If you're going to make cartoons about critters, the late Chuck "Looney Toons" Jones used to preach, build them around the animal's chief concern: survival. Bugs Bunny and Daffy Duck are always avoiding the shotgun and the stew pot. Wile E. Coyote is desperate for a dinner of road runner.
That principle pays off in "The Nut Job," a surprisingly simple, funny and often cute slapstick comedy about a squirrel planning a nut heist so that he'll have enough food to last through winter.
Surly (Will Arnett, the perfect voice for cartoons) always has lived just for himself, which irks the other animals of Liberty Park. Chipmunks and mice, moles and groundhogs, they all stock up for the winter, collectively, in a system overseen by Raccoon (Liam Neeson). But Surly and his silent rat pal Buddy are every-animal-for-himself guys. Surly's schemes never involve sharing.

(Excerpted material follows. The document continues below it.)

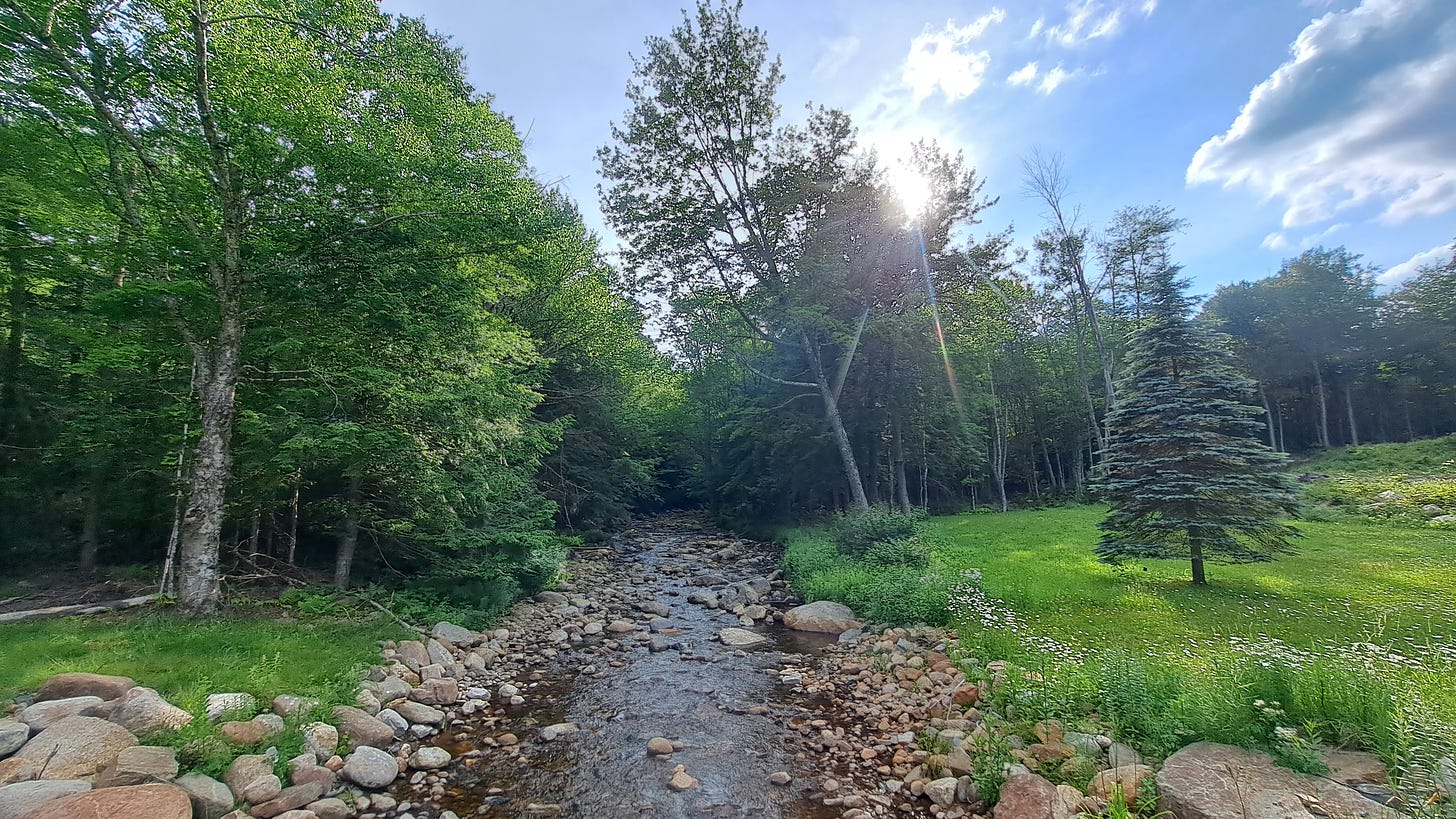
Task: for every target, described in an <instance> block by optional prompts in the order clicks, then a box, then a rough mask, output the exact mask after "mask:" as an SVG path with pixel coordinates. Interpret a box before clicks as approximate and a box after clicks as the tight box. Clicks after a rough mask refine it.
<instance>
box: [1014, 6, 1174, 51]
mask: <svg viewBox="0 0 1456 819" xmlns="http://www.w3.org/2000/svg"><path fill="white" fill-rule="evenodd" d="M1142 9H1143V13H1144V15H1152V13H1153V12H1155V10H1156V9H1158V0H1149V1H1144V3H1143V4H1142ZM1120 31H1123V7H1121V6H1104V4H1102V3H1099V1H1098V0H1082V1H1080V3H1076V1H1075V3H1070V4H1069V6H1067V19H1066V20H1063V22H1060V23H1054V25H1047V22H1045V19H1037V22H1035V23H1034V25H1032V26H1031V35H1029V36H1032V38H1037V36H1044V38H1045V39H1047V42H1054V44H1059V45H1066V47H1069V48H1072V47H1076V45H1082V44H1085V42H1089V41H1093V39H1101V38H1111V36H1115V35H1117V34H1118V32H1120Z"/></svg>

Contrast Surly with his fellow squirrel Grayson (Brendan Fraser), because the red squirrel Andie (Katherine Heigl) and every other animal in the park does. The dashing, dopey Grayson is all about heroics, and looking good as he saves the day.

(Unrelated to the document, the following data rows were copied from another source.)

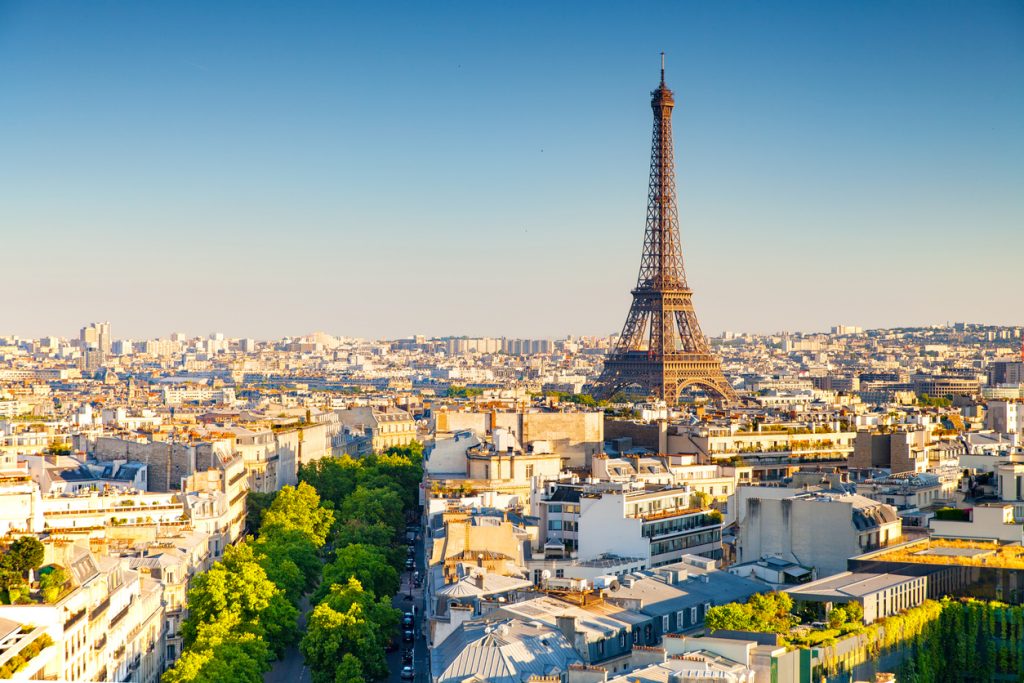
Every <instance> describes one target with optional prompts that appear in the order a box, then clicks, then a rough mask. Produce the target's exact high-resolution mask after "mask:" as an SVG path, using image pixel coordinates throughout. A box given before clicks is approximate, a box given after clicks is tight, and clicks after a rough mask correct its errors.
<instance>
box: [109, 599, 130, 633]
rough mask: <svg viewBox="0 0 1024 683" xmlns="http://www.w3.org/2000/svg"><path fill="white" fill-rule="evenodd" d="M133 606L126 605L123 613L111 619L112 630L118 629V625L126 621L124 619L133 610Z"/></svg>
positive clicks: (122, 609) (120, 613) (111, 626)
mask: <svg viewBox="0 0 1024 683" xmlns="http://www.w3.org/2000/svg"><path fill="white" fill-rule="evenodd" d="M131 605H132V603H130V602H129V603H128V604H126V605H125V606H124V609H122V610H121V611H119V612H118V613H117V614H115V615H114V617H113V618H111V628H112V629H113V628H114V627H116V626H117V625H118V624H120V623H121V622H122V621H123V620H124V617H125V616H127V615H128V610H129V609H131Z"/></svg>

An epic failure to steal a street vendor's nut cart gets Surly labeled "a clear and present danger" to the others, so he is banished from the park. He destroyed the other animals' winter survival stash. Is Surly — con artist, thief and bully to pigeons — anxious to make good on what he's cost everyone? Not on your life.
And when he runs across the shop that the nut cart came from, he figures this huge stash is his. It'll take blackmail by Andie, or worse, to get him to share.

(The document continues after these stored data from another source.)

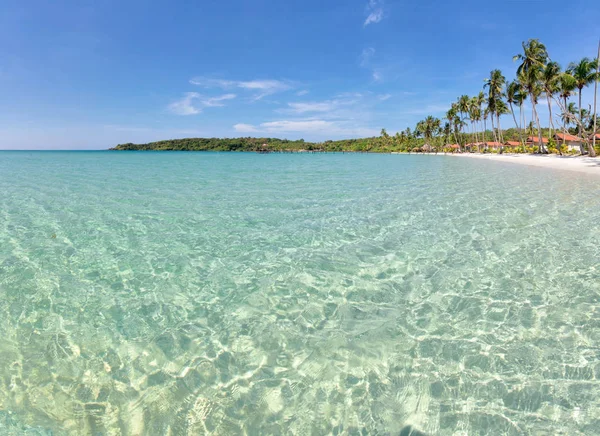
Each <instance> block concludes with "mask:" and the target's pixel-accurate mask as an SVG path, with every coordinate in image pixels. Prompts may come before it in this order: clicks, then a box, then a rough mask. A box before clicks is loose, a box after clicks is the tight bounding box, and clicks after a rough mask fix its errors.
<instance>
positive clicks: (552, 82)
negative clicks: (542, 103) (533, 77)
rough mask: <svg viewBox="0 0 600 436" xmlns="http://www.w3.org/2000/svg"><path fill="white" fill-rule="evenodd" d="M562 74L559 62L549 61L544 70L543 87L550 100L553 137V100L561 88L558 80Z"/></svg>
mask: <svg viewBox="0 0 600 436" xmlns="http://www.w3.org/2000/svg"><path fill="white" fill-rule="evenodd" d="M560 75H561V72H560V65H558V63H557V62H548V64H547V65H546V67H545V68H544V71H543V72H542V87H543V88H544V93H545V94H546V101H547V102H548V114H549V120H550V126H549V127H550V132H549V134H548V137H549V138H551V137H552V130H553V129H554V122H553V121H552V100H553V99H554V94H556V93H557V92H558V89H559V85H558V82H559V79H560Z"/></svg>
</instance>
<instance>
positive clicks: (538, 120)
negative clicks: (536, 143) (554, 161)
mask: <svg viewBox="0 0 600 436" xmlns="http://www.w3.org/2000/svg"><path fill="white" fill-rule="evenodd" d="M530 97H531V108H532V111H533V117H534V119H535V122H536V124H537V127H538V141H539V144H538V152H539V153H543V152H544V143H543V142H542V127H541V126H540V118H539V117H538V115H537V111H536V110H535V99H534V98H533V94H530Z"/></svg>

But Surly's caper runs right up against what the human owners of the nut shop have in mind. They're wise guys out to rob the bank across the street. The animals, with Surly's grudging cooperation, must race the robbers to see who can pull off his heist first.
The sight gags have a marvelous thunder-clap suddenness to them. Animated movies live and die on their pace, and this one clips along.